Tuesday, October 23, 2012

How Do You Want To Be Remembered?


 During a deep philosophical discussion in my late 20s, a friend once asked me, "Dave, how do you want to be remembered?" I'd never really thought about it before and the question caught me off guard, so there was a slight pause before I answered, "Uhh...I dunno....hopefully a long time from now?" We both had a laugh at my answer, but when I deflected the question back at him, it was clear that he had given it some real thought. I always considered that a question reserved for famous athletes, Hollywood actors, or past presidents, but I started to realize it's something we all deserve to ask ourselves. In fact, maybe we're obligated to ask.

                
                Ever more people today have the means to live, but no meaning to live for.
                 ~Viktor Frankl



 As human beings, we all yearn for meaning. We want meaning in our work, meaning in our relationships, meaning in our memories, and meaning in our lives. The meaning of each may change and evolve, but the need to attach meaning is constant. It's something we do subconsciously, without even thinking, so we get stuck with our default thoughts and categorizations, and then we immediately begin to accept them as truth. Think how easy it is to believe that work sucks, my relationship is going nowhere, my past is haunting me, and life is a bitch. Are these things really true? Or have we just repeated them in our minds so often that they feel like the truth? It doesn't matter, because whatever the story of your life may be, it is never too late to change it.

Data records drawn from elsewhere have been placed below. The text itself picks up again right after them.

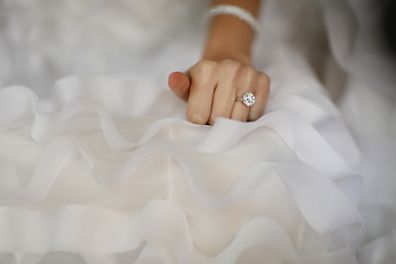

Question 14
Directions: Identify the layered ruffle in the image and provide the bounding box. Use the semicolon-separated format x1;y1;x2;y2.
0;68;362;263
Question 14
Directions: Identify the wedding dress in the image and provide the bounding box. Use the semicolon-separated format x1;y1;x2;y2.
0;0;393;263
321;1;396;263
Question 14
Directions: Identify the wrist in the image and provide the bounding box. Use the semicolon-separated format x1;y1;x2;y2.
201;11;255;65
202;49;251;65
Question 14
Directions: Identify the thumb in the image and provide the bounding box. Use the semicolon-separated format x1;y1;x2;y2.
168;71;191;101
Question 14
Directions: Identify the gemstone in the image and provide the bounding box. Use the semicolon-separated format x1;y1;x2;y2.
242;92;255;106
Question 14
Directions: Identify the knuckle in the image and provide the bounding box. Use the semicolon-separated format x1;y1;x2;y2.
189;61;218;87
187;110;206;125
258;72;271;85
239;65;256;78
192;76;213;89
257;73;271;94
190;60;217;76
220;60;241;71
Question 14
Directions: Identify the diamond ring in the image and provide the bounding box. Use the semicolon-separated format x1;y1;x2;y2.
235;92;255;107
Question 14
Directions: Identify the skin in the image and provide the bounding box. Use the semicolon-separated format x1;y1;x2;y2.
168;0;270;125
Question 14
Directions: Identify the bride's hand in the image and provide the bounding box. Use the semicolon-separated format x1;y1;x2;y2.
168;59;270;125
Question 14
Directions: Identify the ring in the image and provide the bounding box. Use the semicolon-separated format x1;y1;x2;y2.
235;92;255;107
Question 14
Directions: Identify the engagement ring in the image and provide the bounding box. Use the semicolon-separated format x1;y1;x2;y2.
235;92;255;107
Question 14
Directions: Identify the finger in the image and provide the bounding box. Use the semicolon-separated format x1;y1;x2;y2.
168;71;191;101
186;62;218;125
230;66;255;122
208;64;239;125
187;78;216;125
248;72;270;121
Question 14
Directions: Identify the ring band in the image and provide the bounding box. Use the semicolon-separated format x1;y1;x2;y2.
235;92;255;107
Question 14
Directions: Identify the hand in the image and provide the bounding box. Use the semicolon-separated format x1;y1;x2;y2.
168;59;270;125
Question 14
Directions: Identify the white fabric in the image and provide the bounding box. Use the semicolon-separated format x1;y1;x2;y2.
321;0;396;263
0;0;394;263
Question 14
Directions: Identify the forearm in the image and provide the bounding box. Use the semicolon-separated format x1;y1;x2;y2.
202;0;262;64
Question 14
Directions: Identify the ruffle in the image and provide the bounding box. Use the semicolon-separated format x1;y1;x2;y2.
0;74;362;263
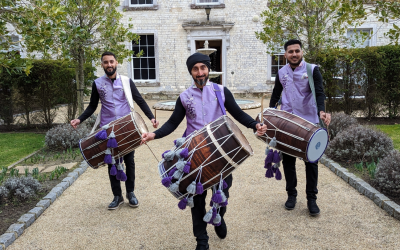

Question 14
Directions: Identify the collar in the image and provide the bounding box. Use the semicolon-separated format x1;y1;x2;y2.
191;80;211;89
103;73;120;80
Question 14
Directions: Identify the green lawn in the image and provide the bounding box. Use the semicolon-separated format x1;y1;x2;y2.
375;124;400;151
0;133;45;167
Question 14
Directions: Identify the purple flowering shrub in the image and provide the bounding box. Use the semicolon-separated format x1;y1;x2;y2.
45;123;90;150
328;112;359;141
374;150;400;196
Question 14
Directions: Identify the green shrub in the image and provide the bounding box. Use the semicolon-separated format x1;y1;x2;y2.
325;125;394;163
374;150;400;197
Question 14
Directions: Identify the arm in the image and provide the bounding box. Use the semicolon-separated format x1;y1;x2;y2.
130;79;155;120
77;81;99;123
313;67;326;115
224;87;258;130
269;72;283;108
153;97;186;139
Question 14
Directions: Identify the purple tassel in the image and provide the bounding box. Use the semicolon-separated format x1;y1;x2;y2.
266;149;274;163
104;154;112;164
264;161;272;169
223;180;228;189
110;165;117;176
178;198;188;210
211;190;223;203
219;200;228;207
116;170;122;180
265;168;274;178
210;200;214;207
168;167;177;177
119;170;127;182
183;161;191;174
180;148;189;159
95;130;108;140
162;176;173;187
273;150;281;163
275;168;282;180
107;138;118;148
173;139;177;145
196;182;204;194
209;207;217;224
162;150;170;158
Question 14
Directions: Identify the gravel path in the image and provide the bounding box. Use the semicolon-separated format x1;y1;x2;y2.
8;100;400;250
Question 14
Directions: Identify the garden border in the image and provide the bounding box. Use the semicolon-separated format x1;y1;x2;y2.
0;161;88;249
7;148;44;170
319;155;400;220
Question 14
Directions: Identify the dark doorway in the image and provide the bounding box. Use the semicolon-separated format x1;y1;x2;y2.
195;40;222;84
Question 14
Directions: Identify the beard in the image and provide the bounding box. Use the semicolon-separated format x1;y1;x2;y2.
193;74;209;86
288;56;303;67
103;65;117;76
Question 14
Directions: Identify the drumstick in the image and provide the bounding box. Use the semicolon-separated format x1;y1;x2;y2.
145;143;159;162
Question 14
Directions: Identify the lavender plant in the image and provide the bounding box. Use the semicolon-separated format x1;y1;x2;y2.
328;112;359;141
325;125;393;163
374;150;400;196
0;176;42;200
45;123;90;150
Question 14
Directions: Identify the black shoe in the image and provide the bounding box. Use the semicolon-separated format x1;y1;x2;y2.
127;192;139;208
108;196;124;210
307;199;320;216
285;196;297;210
214;218;227;239
195;243;209;250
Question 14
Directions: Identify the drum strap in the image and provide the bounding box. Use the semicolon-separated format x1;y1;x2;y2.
306;63;325;128
213;83;226;115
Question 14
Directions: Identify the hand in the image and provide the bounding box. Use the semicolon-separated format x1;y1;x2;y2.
151;118;159;128
320;111;331;126
141;132;156;145
256;123;267;136
70;119;81;129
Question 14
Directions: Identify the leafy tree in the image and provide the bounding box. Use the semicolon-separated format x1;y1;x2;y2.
256;0;365;62
20;0;141;115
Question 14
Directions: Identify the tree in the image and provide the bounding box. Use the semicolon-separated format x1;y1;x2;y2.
20;0;141;116
344;1;400;45
256;0;365;62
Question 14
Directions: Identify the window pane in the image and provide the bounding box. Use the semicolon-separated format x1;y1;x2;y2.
139;0;146;4
141;47;148;56
131;0;138;4
149;69;156;80
132;45;140;55
148;58;155;68
146;0;153;4
271;55;278;65
279;55;285;66
271;66;278;77
141;69;149;79
147;46;155;57
140;58;148;68
147;35;154;45
133;58;140;68
134;69;141;80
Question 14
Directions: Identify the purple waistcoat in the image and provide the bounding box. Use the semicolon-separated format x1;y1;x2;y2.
180;82;225;136
278;61;319;123
95;74;131;127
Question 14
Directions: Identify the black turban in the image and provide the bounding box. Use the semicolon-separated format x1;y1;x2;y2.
186;53;211;74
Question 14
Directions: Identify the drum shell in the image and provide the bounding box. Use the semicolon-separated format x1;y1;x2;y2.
255;109;321;161
79;112;148;169
160;116;253;199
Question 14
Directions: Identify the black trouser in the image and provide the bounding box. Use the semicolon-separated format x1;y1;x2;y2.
108;150;135;197
190;174;233;245
282;153;318;200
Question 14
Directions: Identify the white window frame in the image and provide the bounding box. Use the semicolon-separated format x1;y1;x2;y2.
193;0;223;6
128;0;157;7
129;31;159;86
269;51;287;81
346;24;377;48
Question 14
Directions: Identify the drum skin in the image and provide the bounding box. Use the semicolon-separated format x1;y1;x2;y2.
161;116;253;198
79;112;148;169
255;108;326;162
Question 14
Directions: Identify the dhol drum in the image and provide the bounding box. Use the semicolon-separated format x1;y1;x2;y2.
79;111;148;169
255;108;328;163
158;115;253;200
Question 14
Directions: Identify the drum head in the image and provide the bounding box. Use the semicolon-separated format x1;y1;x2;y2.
225;116;253;155
306;128;328;163
133;112;149;134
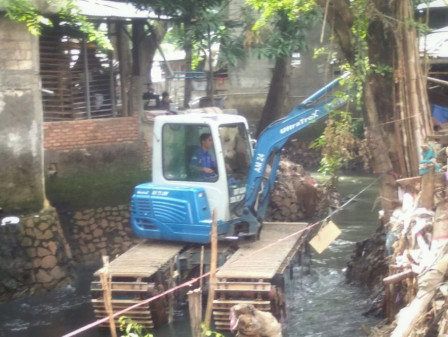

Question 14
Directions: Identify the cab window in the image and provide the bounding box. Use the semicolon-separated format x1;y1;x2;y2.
162;124;217;182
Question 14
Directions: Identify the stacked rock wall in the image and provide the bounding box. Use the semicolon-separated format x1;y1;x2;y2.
0;207;73;302
0;204;140;302
62;205;140;263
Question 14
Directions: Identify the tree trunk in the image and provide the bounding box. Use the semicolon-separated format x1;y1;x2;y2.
116;22;131;117
392;0;432;176
144;23;166;85
183;22;193;108
318;0;431;220
364;83;399;219
206;26;215;103
256;55;291;137
315;0;354;64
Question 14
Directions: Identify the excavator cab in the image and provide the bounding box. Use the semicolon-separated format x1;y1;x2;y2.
131;113;254;243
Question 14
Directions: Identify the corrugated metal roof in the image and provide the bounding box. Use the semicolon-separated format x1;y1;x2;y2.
417;0;448;10
76;0;165;20
420;26;448;59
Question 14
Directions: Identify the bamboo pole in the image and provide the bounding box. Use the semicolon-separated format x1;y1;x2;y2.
168;258;175;323
383;269;414;285
188;288;202;337
204;209;218;330
427;77;448;87
100;256;117;337
200;245;204;290
419;167;435;209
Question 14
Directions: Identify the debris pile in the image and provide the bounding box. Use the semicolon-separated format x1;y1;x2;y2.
364;145;448;337
266;159;335;222
284;141;322;169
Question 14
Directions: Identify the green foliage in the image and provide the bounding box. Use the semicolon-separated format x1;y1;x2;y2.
162;2;246;69
117;318;225;337
164;24;205;70
58;0;112;50
200;323;226;337
119;317;153;337
130;0;223;20
246;0;321;58
4;0;112;50
370;63;393;78
5;0;52;35
311;110;353;185
410;19;432;35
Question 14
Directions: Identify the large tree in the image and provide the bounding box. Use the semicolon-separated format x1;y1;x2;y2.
130;0;224;107
320;0;431;218
249;0;432;219
245;1;321;137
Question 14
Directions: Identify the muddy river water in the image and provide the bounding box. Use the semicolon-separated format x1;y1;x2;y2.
0;174;382;337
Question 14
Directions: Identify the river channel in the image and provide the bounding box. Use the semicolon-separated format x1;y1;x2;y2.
0;174;382;337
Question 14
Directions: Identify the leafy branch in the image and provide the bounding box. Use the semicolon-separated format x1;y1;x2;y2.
4;0;112;50
119;316;153;337
5;0;52;35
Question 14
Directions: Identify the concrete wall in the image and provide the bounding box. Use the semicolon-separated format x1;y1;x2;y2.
0;13;148;301
0;17;45;213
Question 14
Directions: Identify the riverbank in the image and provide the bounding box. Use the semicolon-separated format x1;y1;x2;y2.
346;166;448;336
0;174;383;337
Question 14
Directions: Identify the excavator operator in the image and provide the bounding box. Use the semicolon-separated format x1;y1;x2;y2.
189;133;218;181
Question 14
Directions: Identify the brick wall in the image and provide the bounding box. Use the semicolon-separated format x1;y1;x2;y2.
43;117;139;151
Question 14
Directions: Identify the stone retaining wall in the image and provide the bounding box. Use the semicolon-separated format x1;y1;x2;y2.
61;205;140;264
0;204;140;302
0;207;73;302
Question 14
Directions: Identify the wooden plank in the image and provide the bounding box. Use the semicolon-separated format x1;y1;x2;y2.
94;308;152;315
427;134;448;145
92;299;151;305
215;281;271;292
93;304;151;311
212;299;271;309
214;322;231;330
99;317;154;329
212;311;231;317
216;222;307;279
91;281;154;292
94;240;185;278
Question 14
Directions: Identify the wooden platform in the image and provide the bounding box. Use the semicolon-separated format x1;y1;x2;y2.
428;131;448;146
213;221;308;330
216;221;307;279
90;223;309;331
94;240;185;278
91;240;185;329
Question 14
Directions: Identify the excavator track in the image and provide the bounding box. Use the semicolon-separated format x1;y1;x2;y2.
90;222;308;331
90;240;185;329
212;221;308;330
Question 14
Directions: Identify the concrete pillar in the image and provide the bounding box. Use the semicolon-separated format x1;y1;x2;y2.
0;17;45;213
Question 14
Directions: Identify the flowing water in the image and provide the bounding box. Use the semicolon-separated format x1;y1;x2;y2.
0;174;381;337
283;174;381;337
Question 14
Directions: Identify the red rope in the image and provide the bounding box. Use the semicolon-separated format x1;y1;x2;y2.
62;222;318;337
62;271;210;337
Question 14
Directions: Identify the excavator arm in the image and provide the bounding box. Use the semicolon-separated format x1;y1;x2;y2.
240;73;351;231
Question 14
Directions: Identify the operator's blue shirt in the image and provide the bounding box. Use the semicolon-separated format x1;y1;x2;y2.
189;147;217;181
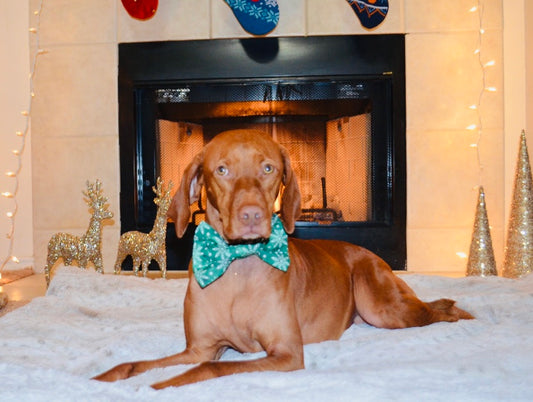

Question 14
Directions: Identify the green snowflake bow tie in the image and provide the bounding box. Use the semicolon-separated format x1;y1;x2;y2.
192;214;290;288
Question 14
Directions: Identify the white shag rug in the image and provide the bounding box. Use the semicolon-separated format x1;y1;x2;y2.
1;267;532;402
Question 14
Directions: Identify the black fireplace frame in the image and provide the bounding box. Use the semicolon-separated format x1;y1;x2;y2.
118;35;406;271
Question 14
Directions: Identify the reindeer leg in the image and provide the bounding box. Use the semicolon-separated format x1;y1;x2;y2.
78;256;88;270
141;260;149;277
157;251;166;279
132;257;141;276
93;254;104;274
45;253;58;286
114;251;126;275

   Get out a piece of paper and write down 10 things you'd like to be remembered for. No one has to see this list but you. How would you like to be remembered as a father? A mother? A daughter? A son? An employee? An employer? A husband? A wife? A teacher? A mentor? A caregiver? An example? A companion? An activist? A sports fan? A nature lover? A car buff? A stamp collector?
The list is endless, there are no right or wrong answers, and it will give you more clarity on how you'd like to be remembered, and more importantly, how you'd like to live. You may be shocked to realize what is really important to you, but the list won't lie. If you write it down, there's a reason for it. This is a great tool for digging out what you really care about, when it so easily gets covered up by everyday life.

  When I look back at that guy in his late 20s, I know that I wanted meaning in my life. But now that I'm in my 40s, with a wife and two kids, that desire has only increased. Life no longer seems like an endless road sprawling out before me, but I value each moment much more than ever, and that's a trade off that I'm completely cool with. I've also learned to be proactive and attach the meaning to things that I want them to have, without letting subconscious thoughts or fleeting emotions do it for me. You can't choose all of the events in your life, but how you perceive them and what you do about them is always your choice.

   As  a person who loves to asks questions, a question is like "How Do You Want To Be Remembered?" is just too juicy for me not to ponder. The answer may change and evolve, but I think it's a great question to ask yourself on a regular basis. I know the answer would have been different in my 20s, but if I have to answer today, I'd like to be remembered as someone who helps other people figure out what they'd like to be remembered for.